Hi! I'm Cyke. I'm a simple person, and I'm very shy, a coward too. My hubby is to sleep, I feel tired for everything. I have no friends, my partner in all things is only myself.
I'm an 4th year high school student, and next year after I'd graduate, my dad would take us to another country where he works, to live there, and to enroll in school there. My parents was always mad at me, because I'm lazy, but even I'm lazy at housework, I belonged to the top ten in our class. I'm doing everything to make my parents proud, but they still think on me as rubbish and worthless. That was painful for me, because even my own parents didn't trust my ability. I didn't know why my parents treated me like that, but they are kind in Mike and Herish, they are my brothers.

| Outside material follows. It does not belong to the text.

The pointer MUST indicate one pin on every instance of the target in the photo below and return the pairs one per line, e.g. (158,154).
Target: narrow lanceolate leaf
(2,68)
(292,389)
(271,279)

Mike is the oldest and he is nurse now, and Herish is the youngest. Only our Mom, Herrish and I residue on this house, because my elder brother Mike works far away from our home, and our Dad is work in another country. I was so tired of living because no one was there for me. I feel like I'm being dumped, I'm jealous of my siblings because they are supported by our parents. I thought suicide before, because my life has no purpose.
Our house is a bit old. In fact, it was my Grandfather's house, we were very close to each other. He is the only one who is kind to me , he always defend me on my parents every time. But sadly, my Grandfather died 5 years ago.